Even after graduating, Kate O’Neill ’03, a star on the women’s cross country and track and field teams for the past four years, continues to collect honors recognizing her incredible Yale career.

Last Friday, the NCAA named O’Neill the Connecticut winner of its Woman of the Year award. A committee composed of representatives of NCAA institutions picked winners in each state and will announce 10 finalists later this month for the national award. The NCAA Committee on Women’s Athletics will then choose a national winner and announce its decision at a dinner in Indianapolis Nov. 1.

“I’m really excited,” O’Neill said. “It was a nice surprise.”

O’Neill finds herself in good company. Past winners of the Connecticut state award include current WNBA and ex-University of Connecticut basketball players Sue Bird and Rebecca Lobo. Lobo also won the national Woman of the Year award in 1995.

O’Neill is only the second Yale woman to win the state award in its 13-year history, and the first since 1991.

According to an NCAA press release, the Woman of the Year award “honors outstanding female student-athletes who have excelled in academics, athletics and community leadership, and have completed their collegiate athletics eligibility.”

Academically, O’Neill performed well, graduating last spring as a history major with a 3.62 GPA.

Her community service activities included tutoring elementary school students and serving as a coordinator for Harmony Place, a center where Yale student volunteers work with the homeless.

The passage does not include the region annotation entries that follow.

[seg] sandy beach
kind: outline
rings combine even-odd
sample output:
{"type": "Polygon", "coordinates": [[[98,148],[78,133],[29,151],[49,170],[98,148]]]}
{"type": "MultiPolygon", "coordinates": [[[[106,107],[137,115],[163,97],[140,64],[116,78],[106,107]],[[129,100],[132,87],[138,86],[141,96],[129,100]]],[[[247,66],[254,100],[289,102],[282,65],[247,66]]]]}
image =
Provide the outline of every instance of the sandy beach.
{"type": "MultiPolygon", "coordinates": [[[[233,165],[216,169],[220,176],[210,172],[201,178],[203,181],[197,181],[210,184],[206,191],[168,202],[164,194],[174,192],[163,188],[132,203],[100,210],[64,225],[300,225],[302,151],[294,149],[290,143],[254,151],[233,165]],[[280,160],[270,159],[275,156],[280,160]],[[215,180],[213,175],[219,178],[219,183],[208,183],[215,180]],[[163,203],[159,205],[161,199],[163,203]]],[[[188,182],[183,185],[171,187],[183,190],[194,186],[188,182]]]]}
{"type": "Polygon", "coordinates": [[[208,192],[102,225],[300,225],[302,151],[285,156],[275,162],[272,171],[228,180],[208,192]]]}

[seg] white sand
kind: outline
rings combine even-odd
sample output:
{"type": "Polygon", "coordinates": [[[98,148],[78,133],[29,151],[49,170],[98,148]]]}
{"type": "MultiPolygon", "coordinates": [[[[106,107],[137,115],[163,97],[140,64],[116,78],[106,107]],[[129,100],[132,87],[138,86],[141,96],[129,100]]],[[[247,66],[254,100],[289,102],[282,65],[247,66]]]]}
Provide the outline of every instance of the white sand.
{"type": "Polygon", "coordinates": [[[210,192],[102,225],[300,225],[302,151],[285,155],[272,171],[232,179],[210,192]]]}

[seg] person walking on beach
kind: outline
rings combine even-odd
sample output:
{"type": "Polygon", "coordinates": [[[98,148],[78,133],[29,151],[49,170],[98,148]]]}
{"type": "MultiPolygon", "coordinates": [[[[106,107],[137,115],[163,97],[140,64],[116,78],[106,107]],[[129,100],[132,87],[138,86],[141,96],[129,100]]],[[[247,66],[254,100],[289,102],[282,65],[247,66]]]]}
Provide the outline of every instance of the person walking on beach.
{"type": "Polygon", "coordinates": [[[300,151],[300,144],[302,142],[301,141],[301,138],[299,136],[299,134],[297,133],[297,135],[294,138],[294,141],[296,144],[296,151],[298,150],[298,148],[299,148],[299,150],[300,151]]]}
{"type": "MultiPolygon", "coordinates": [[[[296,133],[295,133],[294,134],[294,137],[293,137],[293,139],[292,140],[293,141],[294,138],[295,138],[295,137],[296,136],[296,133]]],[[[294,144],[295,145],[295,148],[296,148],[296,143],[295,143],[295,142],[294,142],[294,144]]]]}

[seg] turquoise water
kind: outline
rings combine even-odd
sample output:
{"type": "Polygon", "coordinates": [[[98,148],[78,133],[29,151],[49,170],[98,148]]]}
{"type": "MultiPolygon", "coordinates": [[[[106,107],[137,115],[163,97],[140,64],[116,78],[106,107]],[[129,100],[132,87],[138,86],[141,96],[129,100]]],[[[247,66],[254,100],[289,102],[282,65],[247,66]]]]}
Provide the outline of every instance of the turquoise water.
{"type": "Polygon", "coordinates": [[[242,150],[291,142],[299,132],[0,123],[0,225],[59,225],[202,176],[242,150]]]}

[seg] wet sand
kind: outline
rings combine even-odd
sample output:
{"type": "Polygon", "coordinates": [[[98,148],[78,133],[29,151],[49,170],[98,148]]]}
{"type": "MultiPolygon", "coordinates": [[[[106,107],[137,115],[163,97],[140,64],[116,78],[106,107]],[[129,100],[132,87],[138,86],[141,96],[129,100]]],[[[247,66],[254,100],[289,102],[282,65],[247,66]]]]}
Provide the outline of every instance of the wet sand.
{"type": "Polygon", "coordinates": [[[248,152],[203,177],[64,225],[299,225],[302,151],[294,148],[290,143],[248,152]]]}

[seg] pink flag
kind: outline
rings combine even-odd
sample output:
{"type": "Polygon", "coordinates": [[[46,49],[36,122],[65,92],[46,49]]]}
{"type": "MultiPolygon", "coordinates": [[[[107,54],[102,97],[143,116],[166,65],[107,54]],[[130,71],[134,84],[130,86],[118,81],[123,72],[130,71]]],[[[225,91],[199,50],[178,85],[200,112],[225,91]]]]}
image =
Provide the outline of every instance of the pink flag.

O’Neill was prolific in her Yale athletic career, and the list of her personal athletic accomplishments and honors is extensive. She earned All-American honors seven times including every season during her junior and senior years. In her senior year she was runner-up in three consecutive national championships — cross country, the indoor 5,000 meters, and the outdoor 10,000 meters. Last spring, she was a first-team selection as a Verizon Academic All-American for women’s cross country/track and field. Additionally, she was named Mondo Northeast District Track and Field Athlete of the Year. At last year’s Heptagonal Championships, O’Neill was the Most Outstanding Performer along with sister Laura O’Neill ’03. She and Laura are the only runners in the Ivy League ever to break 16 minutes in the 5,000 and 33 minutes in the 10,000. Kate holds school records in the 3,000, 5,000 and 10,000.

Currently O’Neill is working for Yale and training for road races this fall, but she has lofty long-term goals.

“My main focus for this year will be the world cross country trials,” she said.

She hopes to make the national team that will compete in the 2004 World Cross Country Championships in Belgium. Ultimately, she wants to run in the Olympic Trials next summer.